Das Thema dieser kumulativen Doktorarbeit ist die exakte Charakterisierung der wirklichen Morphologie von CSNPs mit modernen Röntgen-basierten Methoden, konkret Röntgen-Photoelektronen-Spektroskopie (XPS) und Raster-Transmissions-Röntgen-Mikroskopie (STXM). Der Fokus liegt insbesondere auf CSNPs, die von einer idealen Kern-Schale-Morphologie abweichen.
Aufgrund der enormen Vielfalt an CSNPs, die sich in Material, Zusammensetzung und Form unterscheiden, kann eine Messmethode nicht völlig unverändert von einer Probe auf eine andere übertragen werden. Nichtsdestotrotz, da die als Teil dieser Doktorarbeit präsentierten Artikel eine deutlich ausführlichere Beschreibung der Experimente enthalten als vergleichbare Publikationen, stellen sie eine wichtige Anleitung für andere Wissenschaftler dafür dar, wie aussagekräftige Informationen über CSNPs durch Oberflächenanalytik erhalten werden können. / Even though we often do not knowingly recognize them, nanoparticles are present these days in most areas of our daily life, including food and its packaging, medicine, pharmaceuticals, cosmetics, pigments as well as electronic products, such as computer screens. The majority of these particles exhibits a core-shell morphology either intendedly or unintendedly. For the purpose of practicability, this core-shell nanoparticle (CSNP) morphology is often assumed to be ideal, namely a spherical core fully encapsulated by a shell of homogeneous thickness with a sharp interface between core and shell material. It is furthermore widely presumed that all nanoparticles in the sample possess the same shell thickness. As a matter of fact, most real CSNPs deviate in several ways from this ideal model with quite often severe impact on how efficiently they perform in a specific application.

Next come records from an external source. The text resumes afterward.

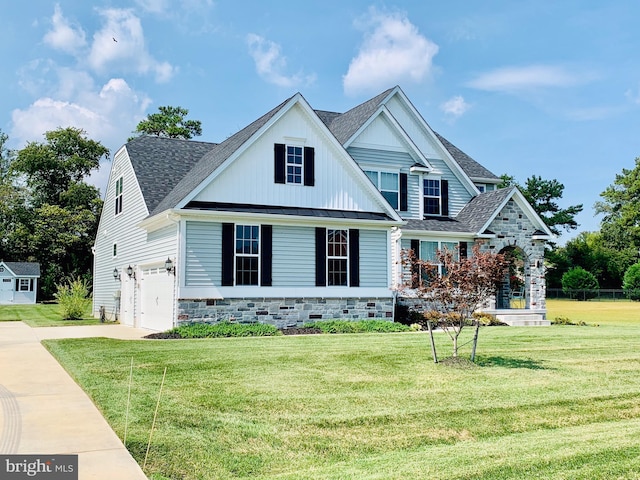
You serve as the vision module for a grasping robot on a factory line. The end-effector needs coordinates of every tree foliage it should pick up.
[500,175,583,235]
[136,106,202,140]
[594,157,640,252]
[402,245,509,361]
[622,263,640,301]
[562,267,600,300]
[0,127,109,299]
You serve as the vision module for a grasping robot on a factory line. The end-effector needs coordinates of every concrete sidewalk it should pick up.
[0,322,150,480]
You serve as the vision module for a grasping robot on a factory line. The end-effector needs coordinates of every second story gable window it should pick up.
[273,143,315,187]
[116,177,122,215]
[422,178,449,217]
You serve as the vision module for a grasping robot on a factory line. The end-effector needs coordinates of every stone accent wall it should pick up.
[178,298,393,328]
[476,200,546,310]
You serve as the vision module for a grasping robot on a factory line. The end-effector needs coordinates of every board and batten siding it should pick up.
[194,106,385,218]
[185,221,222,287]
[360,229,391,287]
[347,147,422,219]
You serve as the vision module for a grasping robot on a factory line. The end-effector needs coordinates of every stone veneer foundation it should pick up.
[178,298,393,328]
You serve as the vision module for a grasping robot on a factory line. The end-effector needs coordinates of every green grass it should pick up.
[45,321,640,480]
[547,299,640,326]
[0,303,100,327]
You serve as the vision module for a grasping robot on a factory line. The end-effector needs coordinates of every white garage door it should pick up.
[140,266,175,331]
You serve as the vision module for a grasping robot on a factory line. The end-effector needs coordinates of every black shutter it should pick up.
[316,227,327,287]
[440,180,449,217]
[304,147,316,187]
[400,173,409,212]
[458,242,467,260]
[411,240,420,288]
[221,223,234,287]
[349,228,360,287]
[273,143,287,183]
[260,225,273,287]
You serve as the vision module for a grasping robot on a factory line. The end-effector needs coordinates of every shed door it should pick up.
[140,267,175,331]
[0,278,13,303]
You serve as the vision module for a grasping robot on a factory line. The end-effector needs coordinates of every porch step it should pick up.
[496,310,551,327]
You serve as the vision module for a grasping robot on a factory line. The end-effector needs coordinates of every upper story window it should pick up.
[116,177,122,215]
[327,229,349,286]
[364,170,400,210]
[273,143,315,187]
[287,145,303,184]
[423,178,442,215]
[235,225,260,285]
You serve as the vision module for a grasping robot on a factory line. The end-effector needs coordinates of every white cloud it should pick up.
[44,4,87,54]
[88,8,176,82]
[440,95,471,120]
[247,33,315,88]
[467,65,581,92]
[343,9,438,95]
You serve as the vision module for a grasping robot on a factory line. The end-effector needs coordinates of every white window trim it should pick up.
[233,223,262,288]
[420,175,442,217]
[325,228,350,288]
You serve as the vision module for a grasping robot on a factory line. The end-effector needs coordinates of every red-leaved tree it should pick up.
[401,245,509,363]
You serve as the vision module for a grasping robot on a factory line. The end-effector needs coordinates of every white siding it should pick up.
[360,230,390,287]
[195,105,385,217]
[272,225,316,287]
[185,221,222,287]
[93,148,177,316]
[347,147,422,219]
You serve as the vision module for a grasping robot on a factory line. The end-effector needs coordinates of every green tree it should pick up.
[622,263,640,301]
[499,174,583,235]
[594,157,640,252]
[135,106,202,140]
[562,267,600,300]
[8,127,109,299]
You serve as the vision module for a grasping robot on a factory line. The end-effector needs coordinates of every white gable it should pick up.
[192,101,392,218]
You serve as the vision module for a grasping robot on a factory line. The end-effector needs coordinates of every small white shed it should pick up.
[0,261,40,305]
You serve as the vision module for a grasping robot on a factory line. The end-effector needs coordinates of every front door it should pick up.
[0,277,13,303]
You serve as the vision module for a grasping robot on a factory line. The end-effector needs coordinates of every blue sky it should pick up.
[0,0,640,241]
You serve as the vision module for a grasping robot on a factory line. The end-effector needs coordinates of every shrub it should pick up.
[562,267,600,300]
[53,278,91,320]
[167,322,280,338]
[622,263,640,301]
[304,320,411,333]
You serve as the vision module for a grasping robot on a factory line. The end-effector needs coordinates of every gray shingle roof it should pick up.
[433,132,500,180]
[456,187,517,233]
[126,135,216,216]
[149,97,293,215]
[185,201,393,220]
[402,217,476,233]
[316,88,393,145]
[4,262,40,277]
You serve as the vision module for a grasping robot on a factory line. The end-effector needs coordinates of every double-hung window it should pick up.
[287,145,304,184]
[364,170,400,210]
[116,177,122,215]
[423,178,442,215]
[327,229,349,286]
[235,225,260,285]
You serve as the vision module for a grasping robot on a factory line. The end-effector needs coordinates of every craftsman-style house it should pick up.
[94,87,551,330]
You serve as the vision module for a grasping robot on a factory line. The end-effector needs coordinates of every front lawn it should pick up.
[45,325,640,480]
[0,303,100,327]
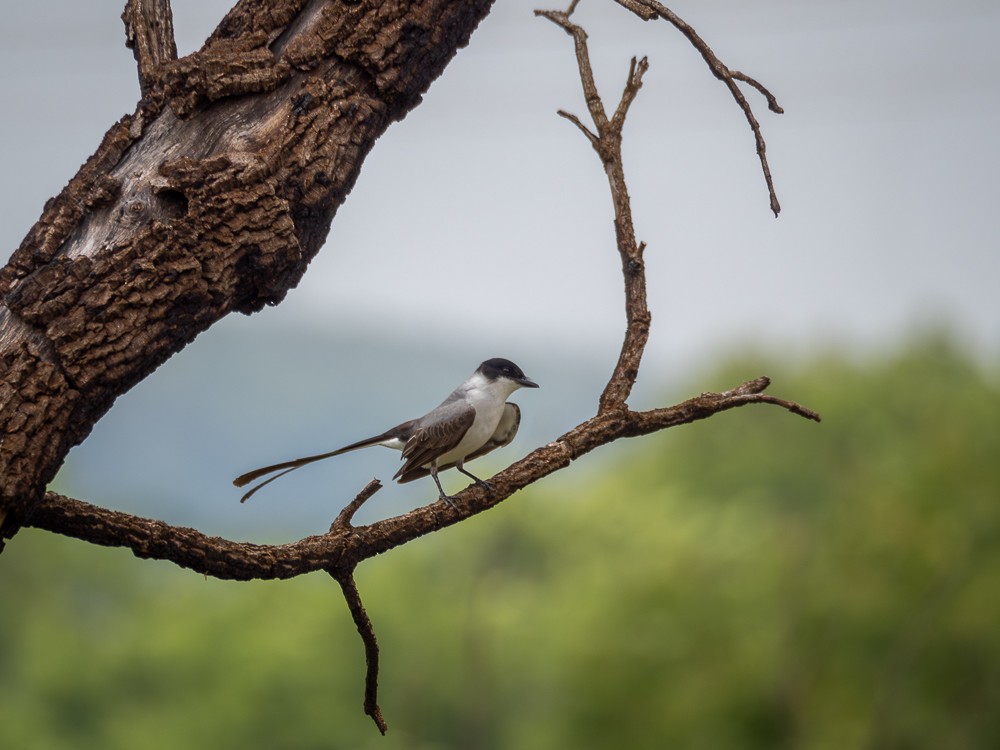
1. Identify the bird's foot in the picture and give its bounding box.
[438,493,458,510]
[475,479,496,492]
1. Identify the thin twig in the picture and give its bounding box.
[330,479,382,531]
[327,569,389,735]
[535,3,651,412]
[615,0,784,216]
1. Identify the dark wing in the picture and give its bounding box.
[393,401,476,482]
[397,401,521,484]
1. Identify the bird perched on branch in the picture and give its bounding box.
[233,357,538,508]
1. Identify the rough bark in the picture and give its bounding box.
[0,0,492,544]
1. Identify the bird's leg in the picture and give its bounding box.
[455,464,493,492]
[430,464,458,510]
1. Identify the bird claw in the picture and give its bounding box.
[438,495,458,510]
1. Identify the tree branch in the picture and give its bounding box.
[122,0,177,96]
[329,570,389,735]
[11,0,819,734]
[615,0,785,216]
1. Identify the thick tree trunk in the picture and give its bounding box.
[0,0,492,544]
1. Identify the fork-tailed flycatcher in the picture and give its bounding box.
[233,358,538,508]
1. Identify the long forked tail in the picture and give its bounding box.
[233,435,385,503]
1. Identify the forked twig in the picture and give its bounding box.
[608,0,785,216]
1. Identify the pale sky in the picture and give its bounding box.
[0,0,1000,374]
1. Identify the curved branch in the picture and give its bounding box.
[615,0,785,216]
[25,377,820,581]
[13,0,819,734]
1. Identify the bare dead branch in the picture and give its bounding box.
[615,0,784,216]
[334,479,382,531]
[122,0,177,96]
[535,3,651,411]
[328,570,389,735]
[26,377,820,581]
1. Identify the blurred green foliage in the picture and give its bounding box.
[0,338,1000,750]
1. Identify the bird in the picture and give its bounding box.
[233,357,538,508]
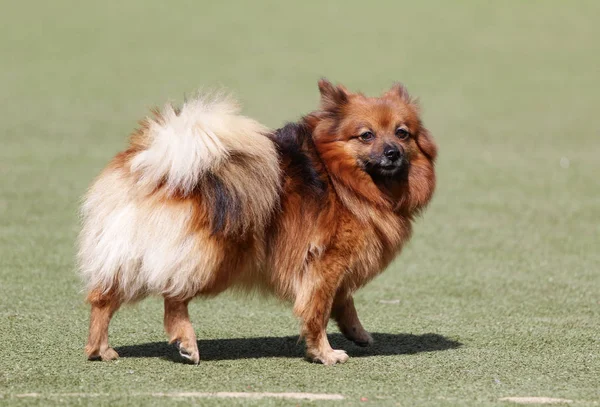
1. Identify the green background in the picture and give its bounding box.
[0,0,600,405]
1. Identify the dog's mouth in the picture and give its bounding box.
[364,159,408,177]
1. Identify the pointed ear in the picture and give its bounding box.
[319,78,348,111]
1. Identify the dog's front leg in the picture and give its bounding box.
[294,257,348,365]
[331,291,373,346]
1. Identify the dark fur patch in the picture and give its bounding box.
[272,123,327,196]
[200,173,241,235]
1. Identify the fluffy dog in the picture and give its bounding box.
[78,79,437,365]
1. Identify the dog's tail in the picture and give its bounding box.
[130,94,280,234]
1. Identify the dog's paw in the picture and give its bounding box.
[175,341,200,365]
[86,348,119,361]
[308,349,348,366]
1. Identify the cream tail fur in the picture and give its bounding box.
[78,97,280,301]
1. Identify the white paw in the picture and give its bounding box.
[310,349,348,366]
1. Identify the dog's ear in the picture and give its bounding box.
[416,126,437,162]
[319,78,348,111]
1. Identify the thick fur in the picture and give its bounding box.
[79,80,437,364]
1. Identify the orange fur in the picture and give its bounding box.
[83,80,437,364]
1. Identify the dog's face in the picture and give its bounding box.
[315,79,437,209]
[338,88,419,177]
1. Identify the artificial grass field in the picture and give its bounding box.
[0,0,600,406]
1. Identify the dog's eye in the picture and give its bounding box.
[396,127,410,140]
[359,131,375,141]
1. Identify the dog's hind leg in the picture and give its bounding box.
[85,289,122,360]
[331,292,373,346]
[165,297,200,364]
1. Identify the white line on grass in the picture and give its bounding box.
[15,392,344,400]
[500,397,573,404]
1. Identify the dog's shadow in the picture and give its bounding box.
[115,333,462,361]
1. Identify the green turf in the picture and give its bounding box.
[0,0,600,406]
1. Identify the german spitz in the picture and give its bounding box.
[78,79,437,365]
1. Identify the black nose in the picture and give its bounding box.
[383,146,400,161]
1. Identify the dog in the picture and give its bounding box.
[78,79,437,365]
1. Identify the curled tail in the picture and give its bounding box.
[78,97,281,301]
[130,92,280,234]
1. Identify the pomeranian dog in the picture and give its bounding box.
[78,79,437,365]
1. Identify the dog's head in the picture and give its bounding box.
[313,79,437,214]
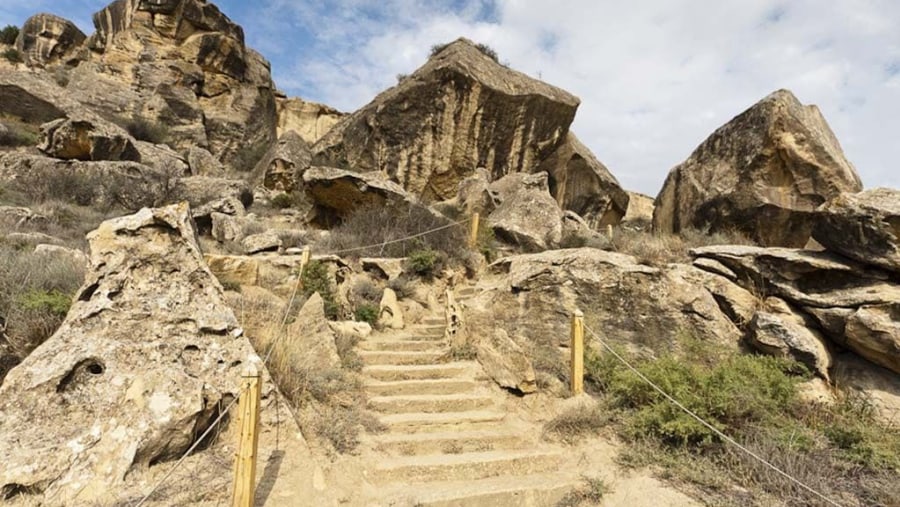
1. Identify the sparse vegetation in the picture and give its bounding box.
[0,25,19,46]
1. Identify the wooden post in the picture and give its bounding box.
[231,363,262,507]
[570,310,584,395]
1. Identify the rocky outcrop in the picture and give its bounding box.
[67,0,276,165]
[813,188,900,272]
[653,90,862,247]
[250,130,312,192]
[16,14,87,67]
[38,118,141,162]
[276,97,347,145]
[488,173,563,252]
[303,167,412,223]
[475,329,537,394]
[691,246,900,373]
[538,132,629,230]
[313,39,579,201]
[0,205,256,505]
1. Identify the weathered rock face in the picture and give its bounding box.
[313,39,579,201]
[466,248,742,360]
[653,90,862,247]
[250,130,312,192]
[303,167,412,223]
[813,188,900,272]
[68,0,276,165]
[538,132,629,230]
[38,118,141,162]
[0,205,255,505]
[691,246,900,373]
[488,173,563,252]
[16,14,87,67]
[276,97,347,144]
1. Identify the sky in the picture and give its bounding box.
[0,0,900,196]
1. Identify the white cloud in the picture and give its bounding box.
[258,0,900,194]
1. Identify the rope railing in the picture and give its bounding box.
[582,324,842,507]
[134,212,477,507]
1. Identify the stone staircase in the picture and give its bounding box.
[359,287,579,507]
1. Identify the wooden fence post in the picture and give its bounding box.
[570,310,584,395]
[469,213,481,248]
[231,363,262,507]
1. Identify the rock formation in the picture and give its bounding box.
[313,39,579,201]
[653,90,862,247]
[0,205,255,505]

The topic of this cumulative PhD thesis is the accurate characterization of the actual morphology of CSNPs by advanced X-ray analytical techniques, namely X-ray photoelectron spectroscopy (XPS) and scanning transmission X-ray microscopy (STXM). A special focus is on CSNPs which deviate from an ideal core-shell morphology.
Due to the vast diversity of nanoparticles differing in material, composition and shape, a measurement procedure cannot unalteredly be transferred from one sample to another. Nevertheless, because the articles in this thesis present a greater depth of reporting on the experiments than comparable publications, they constitute an important guidance for other scientists on how to obtain meaningful information about CSNPs from surface analysis.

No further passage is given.